Elle sait très bien qu’il ne s’agit pas de « partager » l’arme nucléaire et encore moins la dissuasion mais de réfléchir à la notion « des intérêts vitaux » de la France. Non, le PC Jupiter dans les sous-sols de l’Elysée, d’où le Président de la République pourrait déclencher le feu nucléaire ne sera pas transporté au Berlaymont, le siège de la commission européenne à Bruxelles et Ursula Von der Leyen ne recevra pas les codes des forces nucléaires françaises.

Tout cela restera entre les mains du Président de la République ou de la Présidente de la République, si elle-même devait, par malheur, être élue. Et c’est une question angoissante. Si elle devait déclencher le feu nucléaire, vers quelle cible seraient orientés les missiles ? Moscou ou Kiev ?

Que ferait aujourd’hui Marine Le Pen si elle avait été élue en 2022 ? Il y a gros à parier que comme son « ami », le hongrois Orban, elle s’opposerait à tout soutien à l’Ukraine et que le parapluie nucléaire ne serait pas déployé sur l’Europe parce qu’elle ne serait pas considérée comme faisant partie des intérêts vitaux du pays.

Bref, l’Europe serait démunie et sans défense.

Elle ne pourra pas esquiver cette question en 2027. Ce sera l’heure de vérité.

L’autre effet collatéral positif du choc Trump concerne la politique intérieure.

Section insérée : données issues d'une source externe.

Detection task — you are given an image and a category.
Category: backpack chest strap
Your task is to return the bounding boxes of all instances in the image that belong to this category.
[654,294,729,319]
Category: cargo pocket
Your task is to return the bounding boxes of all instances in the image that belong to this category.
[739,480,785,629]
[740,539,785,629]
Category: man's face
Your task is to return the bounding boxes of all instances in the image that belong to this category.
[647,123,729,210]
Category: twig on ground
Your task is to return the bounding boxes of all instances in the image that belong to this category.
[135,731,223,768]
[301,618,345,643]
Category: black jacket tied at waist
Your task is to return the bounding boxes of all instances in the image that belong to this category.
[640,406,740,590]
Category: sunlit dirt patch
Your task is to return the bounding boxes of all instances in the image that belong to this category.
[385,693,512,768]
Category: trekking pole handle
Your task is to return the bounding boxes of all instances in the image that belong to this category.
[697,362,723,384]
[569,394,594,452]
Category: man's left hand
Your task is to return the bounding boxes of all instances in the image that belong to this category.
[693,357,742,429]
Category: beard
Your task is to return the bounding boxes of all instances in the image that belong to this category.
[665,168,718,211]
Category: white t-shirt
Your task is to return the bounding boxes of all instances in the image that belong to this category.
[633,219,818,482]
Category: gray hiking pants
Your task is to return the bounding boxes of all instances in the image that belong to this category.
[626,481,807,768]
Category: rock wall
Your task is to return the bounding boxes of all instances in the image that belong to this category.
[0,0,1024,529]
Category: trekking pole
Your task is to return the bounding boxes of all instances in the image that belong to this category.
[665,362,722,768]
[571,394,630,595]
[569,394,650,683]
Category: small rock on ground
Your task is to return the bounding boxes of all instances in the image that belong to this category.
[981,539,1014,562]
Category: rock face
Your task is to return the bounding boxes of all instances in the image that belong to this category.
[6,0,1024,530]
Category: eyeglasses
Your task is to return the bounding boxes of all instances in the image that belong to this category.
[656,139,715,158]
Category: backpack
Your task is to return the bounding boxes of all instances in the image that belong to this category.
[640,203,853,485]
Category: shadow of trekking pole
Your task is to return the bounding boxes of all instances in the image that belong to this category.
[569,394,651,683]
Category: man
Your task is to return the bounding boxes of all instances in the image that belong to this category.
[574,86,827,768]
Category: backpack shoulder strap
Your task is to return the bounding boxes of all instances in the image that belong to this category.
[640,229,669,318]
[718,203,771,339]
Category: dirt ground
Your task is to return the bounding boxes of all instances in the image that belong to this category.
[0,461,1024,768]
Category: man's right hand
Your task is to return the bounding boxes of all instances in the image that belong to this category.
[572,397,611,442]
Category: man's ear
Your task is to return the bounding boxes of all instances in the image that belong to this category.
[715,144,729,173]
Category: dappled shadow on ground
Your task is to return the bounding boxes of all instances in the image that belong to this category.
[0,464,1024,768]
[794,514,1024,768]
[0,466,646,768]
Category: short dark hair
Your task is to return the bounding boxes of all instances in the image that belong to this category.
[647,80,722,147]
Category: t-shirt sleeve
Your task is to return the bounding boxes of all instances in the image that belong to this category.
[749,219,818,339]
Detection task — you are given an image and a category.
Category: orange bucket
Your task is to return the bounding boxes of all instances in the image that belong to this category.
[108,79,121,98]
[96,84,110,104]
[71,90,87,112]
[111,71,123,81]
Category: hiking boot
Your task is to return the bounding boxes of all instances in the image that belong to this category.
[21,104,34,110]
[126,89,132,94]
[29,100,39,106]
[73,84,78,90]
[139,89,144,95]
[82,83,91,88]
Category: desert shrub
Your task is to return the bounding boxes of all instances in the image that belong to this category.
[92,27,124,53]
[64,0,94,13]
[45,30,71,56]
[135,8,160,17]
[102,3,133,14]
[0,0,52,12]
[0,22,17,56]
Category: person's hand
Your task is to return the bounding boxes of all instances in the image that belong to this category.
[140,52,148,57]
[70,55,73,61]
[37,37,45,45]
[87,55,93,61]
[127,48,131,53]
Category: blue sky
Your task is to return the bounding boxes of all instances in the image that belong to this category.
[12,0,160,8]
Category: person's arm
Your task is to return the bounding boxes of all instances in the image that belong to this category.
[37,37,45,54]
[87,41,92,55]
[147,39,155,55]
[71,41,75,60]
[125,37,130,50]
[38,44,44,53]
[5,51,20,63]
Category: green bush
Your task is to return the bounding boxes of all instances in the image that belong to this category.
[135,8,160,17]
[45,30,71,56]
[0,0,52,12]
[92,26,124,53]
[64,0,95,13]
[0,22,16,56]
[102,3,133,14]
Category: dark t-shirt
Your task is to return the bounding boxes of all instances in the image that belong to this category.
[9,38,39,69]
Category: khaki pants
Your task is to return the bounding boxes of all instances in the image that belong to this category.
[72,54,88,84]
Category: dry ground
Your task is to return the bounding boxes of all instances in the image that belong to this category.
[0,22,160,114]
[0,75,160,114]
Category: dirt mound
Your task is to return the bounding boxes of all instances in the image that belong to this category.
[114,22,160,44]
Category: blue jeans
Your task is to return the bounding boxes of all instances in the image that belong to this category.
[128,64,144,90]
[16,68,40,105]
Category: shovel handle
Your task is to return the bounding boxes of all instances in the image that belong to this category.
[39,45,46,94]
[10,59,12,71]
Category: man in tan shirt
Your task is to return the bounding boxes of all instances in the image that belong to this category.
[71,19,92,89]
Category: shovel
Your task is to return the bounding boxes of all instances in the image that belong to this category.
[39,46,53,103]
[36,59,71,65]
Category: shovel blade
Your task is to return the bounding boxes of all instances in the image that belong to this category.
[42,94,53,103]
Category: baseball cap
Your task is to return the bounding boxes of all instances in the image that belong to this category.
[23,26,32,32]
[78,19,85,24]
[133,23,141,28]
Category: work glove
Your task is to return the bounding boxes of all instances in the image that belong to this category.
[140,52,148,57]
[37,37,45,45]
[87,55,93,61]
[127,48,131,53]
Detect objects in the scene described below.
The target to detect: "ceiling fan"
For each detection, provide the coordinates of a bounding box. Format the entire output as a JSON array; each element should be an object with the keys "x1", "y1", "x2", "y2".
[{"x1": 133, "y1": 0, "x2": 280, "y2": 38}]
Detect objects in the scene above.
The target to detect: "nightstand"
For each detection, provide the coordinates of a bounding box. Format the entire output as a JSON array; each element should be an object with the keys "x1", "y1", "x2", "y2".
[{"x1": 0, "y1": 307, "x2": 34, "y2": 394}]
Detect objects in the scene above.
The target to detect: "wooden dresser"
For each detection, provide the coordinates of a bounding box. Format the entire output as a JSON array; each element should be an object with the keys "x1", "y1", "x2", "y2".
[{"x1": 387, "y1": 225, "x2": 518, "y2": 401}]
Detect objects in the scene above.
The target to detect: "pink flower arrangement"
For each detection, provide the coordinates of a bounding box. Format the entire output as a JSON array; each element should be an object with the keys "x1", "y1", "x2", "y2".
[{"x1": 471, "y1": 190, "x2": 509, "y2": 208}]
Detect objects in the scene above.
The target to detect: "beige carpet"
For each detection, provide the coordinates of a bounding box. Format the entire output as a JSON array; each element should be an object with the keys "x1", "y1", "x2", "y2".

Dans cette histoire, la France retrouve une forme de stabilité politique qu’elle avait perdue depuis la dissolution l’an dernier. En effet, dans le contexte de crise mondiale, les partis dits de gouvernement – les LR et surtout le PS – ne voteront pas une motion de censure qui pourrait être présentée par le RN ou LFI. Ce serait le dernier degré de l’irresponsabilité.

Surtout qu’à gauche, les foucades de Trump ont planté le dernier clou sur le cercueil de feu le NFP. Les Insoumis soutiennent Poutine et donc maintenant Trump et refusent toute augmentation des dépenses militaires et toute intégration européenne. Après le 7 octobre, les positions pro-hamas, l’islamo-gauchisme, cette dernière sortie de Mélenchon est la goutte d’eau. Au mois de janvier, les socialistes étaient divisés sur le fait de voter ou non la censure contre le gouvernement. Cette fois, il n’y a pas de débat. Bayrou a gagné. Son bail à Matignon est stabilisé, au moins pour un certain temps.

Ces aspects positifs du 28 février n’annulent pas l’incertitude et les risques immédiats pour l’Ukraine, désormais privée de l’aide militaire américaine qu’à court terme, l’Europe ne peut pas compenser. Les jours, les semaines, les mois à venir sont à hauts risques.